> In the 2013 list, approximately 40 percent of Sweden’s billionaires are self-made while 60 percent inherited their wealth. In the United States, by contrast, 70 percent of billionaires are self-made while around 30 percent inherited their wealth. Once we exclude inherited wealth, the United States has around 1 self-made billionaire per million inhabitants compared to 0.6 for Sweden.
Not particularly relevant. A significant chunk of that inherited wealth comes in the form of housing. The US has a total wealth of $105t, $36.2t of that is housing, which then ends up getting inherited by homeowners' children.
We're talking about how billionaires make their wealth as a proxy for entrepreneurship. It makes no sense to talk about how many billionaires Sweden has as a measure for their entrepreneurship if most of them inherited their wealth.
> > 50% of all wealth in the United States is inherited by the top 5% wealthiest families.
> Not particularly relevant. A significant chunk of that inherited wealth comes in the form of housing. The US has a total wealth of $105t, $36.2t of that is housing, which then ends up getting inherited by homeowners' children.
Feels utterly relevant; what's irrelevant is your fact that much of US wealth is bound up in housing: The top 5% wealthiest families are hardly likely to live in 50% of all housing.
Overall, little of Europe's VC goes into the kind of things we talk about on this site.
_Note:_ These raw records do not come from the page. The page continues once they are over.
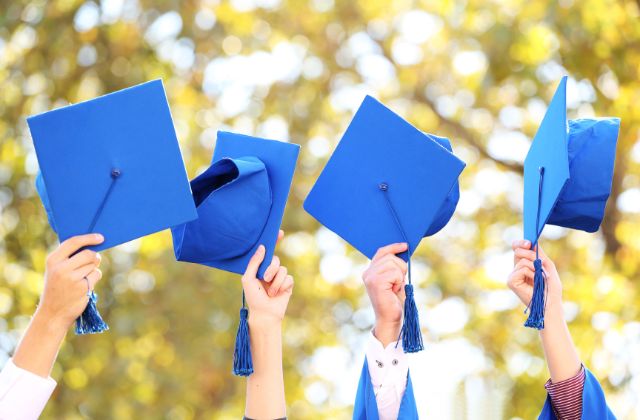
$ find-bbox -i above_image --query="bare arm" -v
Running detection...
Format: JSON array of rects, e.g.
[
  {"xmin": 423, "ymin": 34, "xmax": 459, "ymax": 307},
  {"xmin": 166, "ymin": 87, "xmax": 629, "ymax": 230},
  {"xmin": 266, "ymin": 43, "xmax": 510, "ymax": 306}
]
[
  {"xmin": 242, "ymin": 231, "xmax": 292, "ymax": 419},
  {"xmin": 13, "ymin": 234, "xmax": 104, "ymax": 377},
  {"xmin": 508, "ymin": 239, "xmax": 581, "ymax": 382},
  {"xmin": 245, "ymin": 323, "xmax": 285, "ymax": 418},
  {"xmin": 538, "ymin": 305, "xmax": 581, "ymax": 383}
]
But if levels are much smaller than the USA it just produces another burden. Looking at these numbers, if I was going to get funding I would try Sweden before France.
Sweden is unusual in that way. You often hear about that it's one of the countries with the most equal income distribution but at the same time it has one of the highest wealth inequalities. Basically it's hard to make any money by working you have to own things.
I wonder if Sweden has higher funding than the rest of the continent?